I know two phrases in Spanish by heart. One is, “Mas despacio, por favor.”(more slowly, please). The other is, “Estoy aprendiendo espanol poco a poco.” (I’m learning Spanish little by little). These come in handy for cab drivers and similar social situations. They’d be of doubtful utility at the INM, where you’re not supposed to tell them your Spanish qualifies you to attend kindergarten. Might as well tell them you’re wearing pull-ups, too. We needed to answer questions, important questions, put to us in Spanish, by INM agents who are in a hurry, because the INM office is very busy.

We were instructed to get an appointment at their website first. It was, as usual, impossible. The online form would not work for me, in any browser on a laptop, on my phone, standing on my head, holding my breath, nothing. We tried whistling dixie and squinting. Nada. I would have ridden a unicycle while smoking a cigar if I thought it would help. We gave up, and decided to present ourselves at the office and throw ourselves on the mercy of the court.

Place opens at nine. We were there at seven. There were 30 people in line ahead of us already. It’s that kind of place. Everyone just lines up calmly against a masonry wall that stretches down the boulevard. In my mind’s eye I added a blindfold and a cigarette to the scene. At eight, a security guard went down the line and asked questions in rat-a-tat Spanish I couldn’t understand. I held up the last form we’d received at the last immigration depot we’d cleared. He was unimpressed. “Espera.” That means wait, and also hope, so it suited our circumstances ably. Eventually, everyone but us was ushered inside.

Then Omar showed up. Omar is that kind of guy. You know the type. He was young, only twenty-nine he told us. But somehow everyone in that building finds Omar when they don’t know what to do. Some people just lead from behind like that. Go get Omar, he’ll fix it.

Omar looked vaguely like Oscar Isaac, and spoke flawless English. We told him our tale of website woe, and he brought us inside the building, which seemed like progress. Then he decided we were probably unskilled in the ways of internet forms, and tried to talk us through making the precious appointment. First he explained it to me, and then he took my phone and tried it himself. He couldn’t do it either. He laughed and said it happens all the time, it’s no big deal. Then he, get this, got a pen and paper, wrote down our names, and our email addresses, and said, “Go home and don’t worry. I’ll make your appointments for you, and email you when they’re ready.”

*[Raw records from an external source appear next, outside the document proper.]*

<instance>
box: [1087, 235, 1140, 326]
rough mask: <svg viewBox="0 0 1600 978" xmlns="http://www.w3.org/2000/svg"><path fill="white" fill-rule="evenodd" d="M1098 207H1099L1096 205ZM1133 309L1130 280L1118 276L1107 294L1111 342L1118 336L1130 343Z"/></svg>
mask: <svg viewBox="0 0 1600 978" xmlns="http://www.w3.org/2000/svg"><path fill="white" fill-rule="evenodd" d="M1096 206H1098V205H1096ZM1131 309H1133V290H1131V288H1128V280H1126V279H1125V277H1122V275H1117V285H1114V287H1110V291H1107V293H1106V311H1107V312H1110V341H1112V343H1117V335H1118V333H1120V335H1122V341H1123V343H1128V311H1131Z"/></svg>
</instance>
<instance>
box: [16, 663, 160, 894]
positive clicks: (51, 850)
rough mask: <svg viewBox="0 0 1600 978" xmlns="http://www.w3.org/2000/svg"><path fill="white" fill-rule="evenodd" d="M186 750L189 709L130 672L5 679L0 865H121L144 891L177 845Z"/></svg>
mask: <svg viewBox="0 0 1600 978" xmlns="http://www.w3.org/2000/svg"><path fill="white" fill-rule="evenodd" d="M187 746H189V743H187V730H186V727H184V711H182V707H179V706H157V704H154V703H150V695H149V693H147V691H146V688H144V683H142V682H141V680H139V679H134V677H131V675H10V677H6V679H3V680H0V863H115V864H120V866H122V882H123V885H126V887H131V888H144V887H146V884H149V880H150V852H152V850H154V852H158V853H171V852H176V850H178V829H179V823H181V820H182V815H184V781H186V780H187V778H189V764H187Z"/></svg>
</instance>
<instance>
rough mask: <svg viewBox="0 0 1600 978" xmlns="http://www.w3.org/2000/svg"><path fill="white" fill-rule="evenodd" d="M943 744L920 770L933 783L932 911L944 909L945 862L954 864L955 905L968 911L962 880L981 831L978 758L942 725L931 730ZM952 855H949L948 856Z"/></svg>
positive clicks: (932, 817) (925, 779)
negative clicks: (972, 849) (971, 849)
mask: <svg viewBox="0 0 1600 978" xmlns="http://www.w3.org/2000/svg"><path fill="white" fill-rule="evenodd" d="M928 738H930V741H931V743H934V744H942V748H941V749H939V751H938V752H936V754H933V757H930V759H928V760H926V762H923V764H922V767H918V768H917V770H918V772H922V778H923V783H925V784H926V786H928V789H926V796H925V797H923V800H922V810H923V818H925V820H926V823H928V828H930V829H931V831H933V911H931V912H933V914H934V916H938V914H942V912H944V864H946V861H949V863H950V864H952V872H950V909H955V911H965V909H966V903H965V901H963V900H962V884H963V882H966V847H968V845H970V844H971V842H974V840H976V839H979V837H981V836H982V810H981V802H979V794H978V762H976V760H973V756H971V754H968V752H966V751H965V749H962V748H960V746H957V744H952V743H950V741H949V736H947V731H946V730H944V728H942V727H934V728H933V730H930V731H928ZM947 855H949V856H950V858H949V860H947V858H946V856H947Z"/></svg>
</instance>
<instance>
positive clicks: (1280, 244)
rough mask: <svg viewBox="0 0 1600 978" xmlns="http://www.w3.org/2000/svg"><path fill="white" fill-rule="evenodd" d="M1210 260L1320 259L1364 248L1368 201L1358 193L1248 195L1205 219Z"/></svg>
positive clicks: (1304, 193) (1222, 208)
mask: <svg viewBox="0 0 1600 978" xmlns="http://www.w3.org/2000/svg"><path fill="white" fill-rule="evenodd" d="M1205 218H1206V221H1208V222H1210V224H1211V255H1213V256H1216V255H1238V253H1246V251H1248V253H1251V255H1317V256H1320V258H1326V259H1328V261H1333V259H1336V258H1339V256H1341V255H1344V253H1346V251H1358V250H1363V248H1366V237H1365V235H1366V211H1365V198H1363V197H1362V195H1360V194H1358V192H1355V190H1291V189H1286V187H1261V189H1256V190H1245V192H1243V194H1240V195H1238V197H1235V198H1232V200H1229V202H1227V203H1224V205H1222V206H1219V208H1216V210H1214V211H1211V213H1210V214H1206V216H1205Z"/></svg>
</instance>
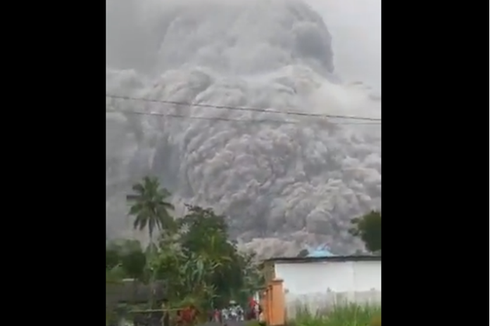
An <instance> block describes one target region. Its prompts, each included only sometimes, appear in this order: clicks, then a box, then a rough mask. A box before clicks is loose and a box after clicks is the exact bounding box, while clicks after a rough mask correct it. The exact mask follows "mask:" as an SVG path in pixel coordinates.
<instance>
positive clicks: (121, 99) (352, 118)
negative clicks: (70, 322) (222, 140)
mask: <svg viewBox="0 0 490 326" xmlns="http://www.w3.org/2000/svg"><path fill="white" fill-rule="evenodd" d="M106 97H107V98H111V99H119V100H126V101H140V102H151V103H161V104H171V105H179V106H189V107H192V106H195V107H203V108H213V109H221V110H234V111H248V112H263V113H275V114H284V115H296V116H304V117H315V118H330V119H345V120H360V121H372V122H378V123H381V119H380V118H369V117H356V116H345V115H333V114H318V113H306V112H294V111H280V110H275V109H264V108H253V107H236V106H228V105H211V104H201V103H189V102H178V101H164V100H156V99H148V98H137V97H130V96H118V95H111V94H106ZM131 112H134V113H135V114H148V115H165V116H170V115H167V114H157V113H156V112H151V113H150V112H145V113H143V112H138V111H131ZM136 112H138V113H136ZM126 113H130V112H126ZM184 117H185V116H181V118H184ZM212 119H213V120H216V119H217V118H212ZM257 121H260V120H257ZM283 123H284V122H283Z"/></svg>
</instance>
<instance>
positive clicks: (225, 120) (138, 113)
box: [106, 108, 381, 126]
mask: <svg viewBox="0 0 490 326" xmlns="http://www.w3.org/2000/svg"><path fill="white" fill-rule="evenodd" d="M106 112H107V113H124V114H132V115H144V116H161V117H168V118H180V119H190V120H209V121H235V122H251V123H278V124H298V123H301V122H302V121H297V120H272V119H260V120H259V119H233V118H225V117H202V116H188V115H181V114H173V113H161V112H143V111H133V110H114V109H110V108H106ZM317 118H318V117H317ZM317 121H318V120H317ZM323 121H324V122H327V123H331V124H334V125H364V126H365V125H375V126H380V124H381V121H379V122H332V121H329V120H323Z"/></svg>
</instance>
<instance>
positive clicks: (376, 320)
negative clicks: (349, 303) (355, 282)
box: [288, 304, 381, 326]
mask: <svg viewBox="0 0 490 326" xmlns="http://www.w3.org/2000/svg"><path fill="white" fill-rule="evenodd" d="M288 325H291V326H381V307H379V306H370V305H366V306H360V305H354V304H351V305H346V306H338V307H334V308H333V309H332V310H331V311H330V312H329V313H328V314H326V313H325V314H319V313H317V314H313V313H310V312H309V311H307V310H306V309H304V310H302V311H301V313H299V314H298V315H297V316H296V318H294V320H290V321H289V322H288Z"/></svg>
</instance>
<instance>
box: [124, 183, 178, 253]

What is it about people like Omar? I went home and didn’t worry. I’d been worried about every damn thing, all the way through. I worried the ribbon on my apostilles might be the wrong color. I worried that pen would run out of ink before I finished signing my name. I worried our bank would have a Keating Five interlude and five senators would spend our $80,000 in an airport lounge. But I knew in my heart of hearts that Omar would do what he said he would do. Why else would everyone rely on him reflexively? He exuded competence.

Sure enough, the next day, we got our appointments by email, and were able to print them out at the local papeleria to show to the disinterested guard this time around. We were also able to fill out the questionnaire that the INM clerk would want. It was all in Spanish, but Chat GPT made short work of that. It asked many sensible questions, including what religion we ascribed to. Unlike the United States, it didn’t have devil worship on the dropdown list. I wouldn’t have chosen it anyway. I’m just an admirer.